Bab 1: FOR

Màu nền
Font chữ
Font size
Chiều cao dòng

Mata kuliah Psikologi Konseling yang dibina oleh Ibu Daisy telah usai dari 15 menit yang lalu, namun tubuhku seakan enggan beranjak dari kelas yang mulai sepi ditinggalkan mahasiswa dan mahasiswi Fakultas Psikologi. Bukan karena pelajarannya yang melelahkan, mempelajari kejiwaan dan tingkah laku klien yang sedang mengalami problem dalam kehidupannya sangatlah menarik, bukan dalam artian buruk, aku senang bisa menjadi tempat berkeluh kesah mereka. Diri ini merasa lesu karena mata kuliah itu harus usai.

Kepalaku masih menempel pada meja dalam keadaan miring menatap ke luar kelas, di sana mulai gerimis. Awan-awan kelabu menjadi pemandangan sendu, orang-orang mulai berlarian mencari tempat yang teduh. Tidak luput pula umpatan yang menghardik langit karena mereka harus kebasahan. Tapi bagiku, keadaan itu malah membuat diri ini merasa aman, aneh memang. Suara guntur tidak lantas menggentarkan hati, tubuhku tetap teguh mengindahkan kilatan cahaya yang membawa rintik menjadi hujan besar.

"Agatha, lo nggak pulang?" Suara bariton yang sangat kukenal menginterupsi lamunanku. Aku sedikit tersentak karena kaget, begini-begini aku cukup kagetan orangnya, tapi tidak sampai latah.

Pemandanganku seketika terhalang oleh sosok jangkung yang menunduk mensejajarkan wajahnya denganku, mata sipitnya berkedip tampak penasaran. Rupa laki-laki ini menawan, dengan alis tebal ditambah rahangnya yang tegas, dan bibir ranum yang sering buatku iri. Dasar wajahnya hampir sama sepertiku, kawan-kawan sering menyebutnya, bak bule lokal.

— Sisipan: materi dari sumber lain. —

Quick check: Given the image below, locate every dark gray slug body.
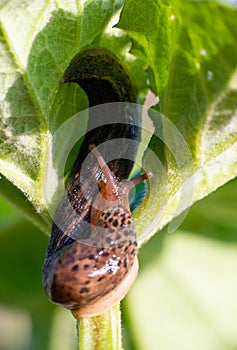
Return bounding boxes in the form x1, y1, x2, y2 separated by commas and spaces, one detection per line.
42, 47, 147, 318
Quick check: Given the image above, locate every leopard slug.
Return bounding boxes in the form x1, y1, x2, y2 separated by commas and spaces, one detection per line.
42, 47, 150, 319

Aku lantas mengangkat wajah, kembali duduk dengan benar, senyum tipis kuperlihatkan. "Hujan, Ndra. Lo sendiri ngapain masih di kelas?"

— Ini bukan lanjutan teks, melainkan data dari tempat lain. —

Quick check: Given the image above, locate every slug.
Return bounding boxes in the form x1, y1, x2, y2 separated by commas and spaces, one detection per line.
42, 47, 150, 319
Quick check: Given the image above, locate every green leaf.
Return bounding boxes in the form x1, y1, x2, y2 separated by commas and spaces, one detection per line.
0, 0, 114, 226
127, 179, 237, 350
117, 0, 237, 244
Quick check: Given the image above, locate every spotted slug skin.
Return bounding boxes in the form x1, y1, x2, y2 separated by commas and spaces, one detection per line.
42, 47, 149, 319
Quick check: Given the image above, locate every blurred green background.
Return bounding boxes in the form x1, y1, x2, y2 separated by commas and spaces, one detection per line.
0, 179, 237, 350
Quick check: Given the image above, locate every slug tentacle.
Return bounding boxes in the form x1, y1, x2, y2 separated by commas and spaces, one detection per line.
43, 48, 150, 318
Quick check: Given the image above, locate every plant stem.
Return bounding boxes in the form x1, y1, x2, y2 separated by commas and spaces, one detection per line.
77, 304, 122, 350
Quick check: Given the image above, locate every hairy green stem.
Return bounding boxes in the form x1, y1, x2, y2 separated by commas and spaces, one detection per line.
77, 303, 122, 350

Narendra Baskara, aku dan teman-teman sering memanggilnya Andra. Teman laki-laki satu fakultas yang sering menempel padaku sejak semester 3 kemarin, katanya, aku orangnya asyik. Yang kutahu tentangnya, dia tidak banyak bicara, sosoknya sangat sopan dan baik, pun rendah hati dan ramah, padahal anak dari rektor di kampus.

"Nungguin lo," ucap Narendra dengan ekspresi yang sulit kutebak seperti biasa, sambil memasukkan kedua tangan ke dalam kantung celana kain miliknya.

Aku pun berdiri, Narendra cukup keras kepala orangnya, percuma jika aku menyuruhnya pergi. Beruntung laki-laki setinggi 177 sentimeter itu bukan anak populer yang digandrungi mahasiswi di kampus. Aku tidak tahu apa mata gadis-gadis di sana bermasalah atau bagaimana, padahal kawanku ini juga pintar. Memang sih, sifatnya agak aneh, seperti sulit didekati dan pemilih dalam pertemanan, tapi yang jelas aku sedikit bersyukur bisa leluasa berteman dengannya.

"Mau ke kantin?" Ajakku sembari meraih tas. Narendra mengulas senyum sambil mengangguk, laki-laki itu selalu saja mengiyakan ajakanku, nyaris tidak pernah dia menolak.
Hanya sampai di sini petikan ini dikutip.